Обращение (Ruckwendung) садизма против собственного Я закономерно происходит при культурном подавлении влечений, которое удерживает большую часть разрушительных инстинктивных компонентов от их применения в жизни. Можно себе представить, что эта отступившая доля разрушительного влечения проявляется в Я как интенсификация мазохизма. Но феномен совести позволяет нам предположить, что возвращающаяся из внешнего мира деструктивность воспринимается также, без трансформации такого рода, и Сверх-Я, интенсифицируя его садизм в отношении Я. Садизм Сверх-Я и мазохизм Я дополняют друг друга и объединяются для произведения одних и тех же следствий.

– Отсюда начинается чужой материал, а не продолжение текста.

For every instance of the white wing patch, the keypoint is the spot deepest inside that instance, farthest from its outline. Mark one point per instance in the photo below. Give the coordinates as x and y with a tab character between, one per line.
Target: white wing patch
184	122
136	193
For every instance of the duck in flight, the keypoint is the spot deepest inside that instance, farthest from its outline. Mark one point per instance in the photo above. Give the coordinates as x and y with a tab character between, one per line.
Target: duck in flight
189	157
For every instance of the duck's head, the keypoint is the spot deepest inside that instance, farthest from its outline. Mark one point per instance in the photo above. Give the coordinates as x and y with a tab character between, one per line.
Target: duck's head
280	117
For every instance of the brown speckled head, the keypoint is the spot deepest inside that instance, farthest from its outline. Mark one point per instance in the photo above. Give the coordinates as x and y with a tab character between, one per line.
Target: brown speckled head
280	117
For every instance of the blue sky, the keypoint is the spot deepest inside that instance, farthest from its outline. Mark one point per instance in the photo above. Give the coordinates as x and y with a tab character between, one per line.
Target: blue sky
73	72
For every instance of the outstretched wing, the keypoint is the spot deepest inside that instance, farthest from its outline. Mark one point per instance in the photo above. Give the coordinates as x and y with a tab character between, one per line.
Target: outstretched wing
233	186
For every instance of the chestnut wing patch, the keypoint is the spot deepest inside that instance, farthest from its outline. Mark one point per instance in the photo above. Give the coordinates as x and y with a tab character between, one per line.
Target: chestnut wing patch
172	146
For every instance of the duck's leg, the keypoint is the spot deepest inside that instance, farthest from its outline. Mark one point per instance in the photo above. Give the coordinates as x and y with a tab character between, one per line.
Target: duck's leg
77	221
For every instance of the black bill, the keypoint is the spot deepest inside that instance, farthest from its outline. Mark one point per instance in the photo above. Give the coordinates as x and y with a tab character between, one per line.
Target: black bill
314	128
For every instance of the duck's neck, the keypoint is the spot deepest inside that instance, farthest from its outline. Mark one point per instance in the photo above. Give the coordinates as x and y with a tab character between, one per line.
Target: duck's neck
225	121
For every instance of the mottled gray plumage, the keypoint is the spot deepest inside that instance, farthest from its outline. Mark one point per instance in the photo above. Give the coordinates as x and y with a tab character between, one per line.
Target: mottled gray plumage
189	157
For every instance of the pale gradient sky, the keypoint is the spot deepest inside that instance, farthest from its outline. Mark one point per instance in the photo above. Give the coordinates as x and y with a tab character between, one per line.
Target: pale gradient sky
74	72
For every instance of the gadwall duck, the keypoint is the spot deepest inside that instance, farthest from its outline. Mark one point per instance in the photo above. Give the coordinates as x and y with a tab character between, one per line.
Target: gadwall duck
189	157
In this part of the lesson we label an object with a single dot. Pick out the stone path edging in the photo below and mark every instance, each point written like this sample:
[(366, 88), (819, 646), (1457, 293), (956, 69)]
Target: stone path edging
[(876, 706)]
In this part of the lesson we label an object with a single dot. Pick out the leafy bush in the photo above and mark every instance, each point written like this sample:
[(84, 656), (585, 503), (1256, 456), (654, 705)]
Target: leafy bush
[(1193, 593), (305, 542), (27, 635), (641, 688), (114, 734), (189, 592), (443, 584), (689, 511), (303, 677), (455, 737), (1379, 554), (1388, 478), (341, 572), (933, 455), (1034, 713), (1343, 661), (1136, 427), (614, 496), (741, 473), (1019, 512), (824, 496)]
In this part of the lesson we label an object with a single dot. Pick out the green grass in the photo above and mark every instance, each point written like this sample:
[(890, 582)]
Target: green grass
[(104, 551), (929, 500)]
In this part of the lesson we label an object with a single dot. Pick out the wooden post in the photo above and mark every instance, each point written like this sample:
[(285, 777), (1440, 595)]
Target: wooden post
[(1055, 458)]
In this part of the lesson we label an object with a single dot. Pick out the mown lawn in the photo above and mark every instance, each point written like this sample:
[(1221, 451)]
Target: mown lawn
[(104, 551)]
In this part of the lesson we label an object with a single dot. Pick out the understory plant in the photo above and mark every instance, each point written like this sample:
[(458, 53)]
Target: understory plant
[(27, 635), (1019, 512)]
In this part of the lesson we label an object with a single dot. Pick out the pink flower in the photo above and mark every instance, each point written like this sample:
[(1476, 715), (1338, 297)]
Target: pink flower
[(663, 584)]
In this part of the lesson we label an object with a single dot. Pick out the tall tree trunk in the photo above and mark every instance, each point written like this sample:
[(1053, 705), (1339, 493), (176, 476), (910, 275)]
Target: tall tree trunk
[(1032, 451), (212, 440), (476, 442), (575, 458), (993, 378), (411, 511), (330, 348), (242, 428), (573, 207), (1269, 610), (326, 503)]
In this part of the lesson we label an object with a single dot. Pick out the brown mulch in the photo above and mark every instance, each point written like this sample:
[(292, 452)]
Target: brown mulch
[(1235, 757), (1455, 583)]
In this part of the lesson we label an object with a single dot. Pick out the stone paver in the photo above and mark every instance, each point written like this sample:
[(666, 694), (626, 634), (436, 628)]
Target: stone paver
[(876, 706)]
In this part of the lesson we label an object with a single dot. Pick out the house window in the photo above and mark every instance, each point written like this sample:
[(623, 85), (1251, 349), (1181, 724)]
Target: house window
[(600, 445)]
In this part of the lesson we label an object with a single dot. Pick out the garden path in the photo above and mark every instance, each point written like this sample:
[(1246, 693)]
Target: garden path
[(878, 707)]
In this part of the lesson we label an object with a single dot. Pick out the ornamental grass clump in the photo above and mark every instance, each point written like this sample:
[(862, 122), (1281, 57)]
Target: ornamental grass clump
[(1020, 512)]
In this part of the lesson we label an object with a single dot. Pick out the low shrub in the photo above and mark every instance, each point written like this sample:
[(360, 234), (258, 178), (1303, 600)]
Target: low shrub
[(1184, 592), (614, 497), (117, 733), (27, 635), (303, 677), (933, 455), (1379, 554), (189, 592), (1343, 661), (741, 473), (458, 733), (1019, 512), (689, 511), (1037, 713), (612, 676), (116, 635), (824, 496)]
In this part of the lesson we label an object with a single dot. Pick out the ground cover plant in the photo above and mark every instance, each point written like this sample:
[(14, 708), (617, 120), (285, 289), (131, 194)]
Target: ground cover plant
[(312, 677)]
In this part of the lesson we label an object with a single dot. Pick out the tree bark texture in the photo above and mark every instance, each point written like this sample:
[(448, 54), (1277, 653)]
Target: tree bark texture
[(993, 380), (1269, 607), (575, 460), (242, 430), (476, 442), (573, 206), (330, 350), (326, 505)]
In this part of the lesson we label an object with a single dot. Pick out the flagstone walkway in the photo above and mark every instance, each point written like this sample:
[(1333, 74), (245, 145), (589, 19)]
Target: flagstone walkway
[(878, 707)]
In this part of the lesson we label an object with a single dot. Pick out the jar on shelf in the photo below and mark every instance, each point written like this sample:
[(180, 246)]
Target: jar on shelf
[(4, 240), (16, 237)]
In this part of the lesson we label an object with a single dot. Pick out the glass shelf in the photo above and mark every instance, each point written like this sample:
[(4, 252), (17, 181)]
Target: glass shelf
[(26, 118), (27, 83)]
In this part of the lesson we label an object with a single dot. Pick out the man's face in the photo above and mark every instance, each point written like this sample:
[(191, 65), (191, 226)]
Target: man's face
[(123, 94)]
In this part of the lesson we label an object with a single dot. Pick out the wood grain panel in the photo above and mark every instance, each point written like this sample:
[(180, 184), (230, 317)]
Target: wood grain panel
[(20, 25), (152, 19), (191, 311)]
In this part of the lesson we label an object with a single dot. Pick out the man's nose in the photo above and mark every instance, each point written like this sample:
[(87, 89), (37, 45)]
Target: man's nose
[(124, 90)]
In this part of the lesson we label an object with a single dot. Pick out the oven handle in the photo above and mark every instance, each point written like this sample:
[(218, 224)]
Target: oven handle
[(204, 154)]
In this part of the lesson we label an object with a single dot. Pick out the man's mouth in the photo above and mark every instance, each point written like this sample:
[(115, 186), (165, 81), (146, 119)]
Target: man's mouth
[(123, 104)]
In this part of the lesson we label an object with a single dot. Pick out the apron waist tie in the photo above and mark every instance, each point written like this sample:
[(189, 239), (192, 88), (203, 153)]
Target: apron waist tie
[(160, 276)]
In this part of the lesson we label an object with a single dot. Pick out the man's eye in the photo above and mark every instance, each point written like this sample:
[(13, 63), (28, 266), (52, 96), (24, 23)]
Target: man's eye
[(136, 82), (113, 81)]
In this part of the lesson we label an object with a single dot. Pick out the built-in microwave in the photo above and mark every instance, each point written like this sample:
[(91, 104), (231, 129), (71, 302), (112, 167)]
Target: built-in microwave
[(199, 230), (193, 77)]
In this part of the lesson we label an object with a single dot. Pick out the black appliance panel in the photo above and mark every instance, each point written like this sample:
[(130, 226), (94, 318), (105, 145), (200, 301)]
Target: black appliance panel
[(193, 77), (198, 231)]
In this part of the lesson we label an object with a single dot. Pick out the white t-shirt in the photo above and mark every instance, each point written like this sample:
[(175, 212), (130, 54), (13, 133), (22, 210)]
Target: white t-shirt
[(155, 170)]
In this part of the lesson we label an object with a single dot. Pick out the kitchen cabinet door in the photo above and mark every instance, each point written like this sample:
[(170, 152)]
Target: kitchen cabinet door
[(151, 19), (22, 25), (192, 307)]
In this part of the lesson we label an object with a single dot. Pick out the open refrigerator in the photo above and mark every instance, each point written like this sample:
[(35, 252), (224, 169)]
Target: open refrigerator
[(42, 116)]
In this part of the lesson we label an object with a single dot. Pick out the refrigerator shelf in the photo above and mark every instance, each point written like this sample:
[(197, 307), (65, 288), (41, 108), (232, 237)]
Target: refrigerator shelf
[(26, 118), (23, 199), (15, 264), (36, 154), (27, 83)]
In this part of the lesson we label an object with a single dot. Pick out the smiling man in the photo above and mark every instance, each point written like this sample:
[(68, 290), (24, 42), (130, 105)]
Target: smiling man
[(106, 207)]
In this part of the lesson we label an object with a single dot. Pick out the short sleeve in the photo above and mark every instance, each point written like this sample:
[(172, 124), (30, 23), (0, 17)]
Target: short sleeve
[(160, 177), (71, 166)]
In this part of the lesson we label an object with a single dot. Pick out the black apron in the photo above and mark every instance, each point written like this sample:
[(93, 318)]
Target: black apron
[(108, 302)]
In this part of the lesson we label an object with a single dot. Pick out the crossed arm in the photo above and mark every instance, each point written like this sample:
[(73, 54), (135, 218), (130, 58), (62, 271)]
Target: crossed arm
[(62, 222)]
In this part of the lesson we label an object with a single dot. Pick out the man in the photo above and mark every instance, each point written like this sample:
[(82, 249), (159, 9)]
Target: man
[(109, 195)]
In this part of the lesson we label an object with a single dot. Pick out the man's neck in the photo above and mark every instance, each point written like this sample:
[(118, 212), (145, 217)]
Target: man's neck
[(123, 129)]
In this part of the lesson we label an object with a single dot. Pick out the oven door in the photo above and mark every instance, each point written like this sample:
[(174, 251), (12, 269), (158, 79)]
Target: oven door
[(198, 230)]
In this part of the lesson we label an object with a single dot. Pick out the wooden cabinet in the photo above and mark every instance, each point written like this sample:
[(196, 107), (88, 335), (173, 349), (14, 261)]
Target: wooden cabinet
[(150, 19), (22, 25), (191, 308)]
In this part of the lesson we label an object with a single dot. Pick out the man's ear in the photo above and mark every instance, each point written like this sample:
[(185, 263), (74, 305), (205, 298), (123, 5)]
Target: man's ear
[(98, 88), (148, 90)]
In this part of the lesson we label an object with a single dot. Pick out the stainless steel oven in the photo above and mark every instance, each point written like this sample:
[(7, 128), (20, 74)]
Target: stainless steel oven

Я думаю, только так можно понять то, что результатом подавления влечений – часто или во всех вообще случаях – является чувство вины и что совесть становится тем суровее и чувствительнее, чем больше человек воздерживается от агрессии против других. Можно было бы ожидать того, что индивид, знающий, что он имеет обыкновение избегать нежелательных с культурной точки зрения агрессивных актов, имеет по этой причине хорошую совесть и с меньшей подозрительностью присматривает за своим Я. Обычно дело представляют так, будто бы нравственные требования были первичны, а отказ от влечений – их следствие. Происхождение нравственности остается при этом без объяснения. На самом деле, как нам кажется, надлежит идти обратным путем; первый отказ от влечений навязывается внешними силами, и он только и создает нравственность, которая выражается в совести и требует дальнейшего отказа от влечений.
Таким образом, моральный мазохизм становится классическим свидетельством в пользу существования смешения влечений. Его опасность заключается в том, что он происходит от влечения смерти, соответствует той его части, которая избежала обращения вовне в качестве некоего разрушительного влечения. Но поскольку он, с другой стороны, имеет значение и какой-то эротический компоненты, то даже саморазрушение личности не может происходить без либидинозного удовлетворения.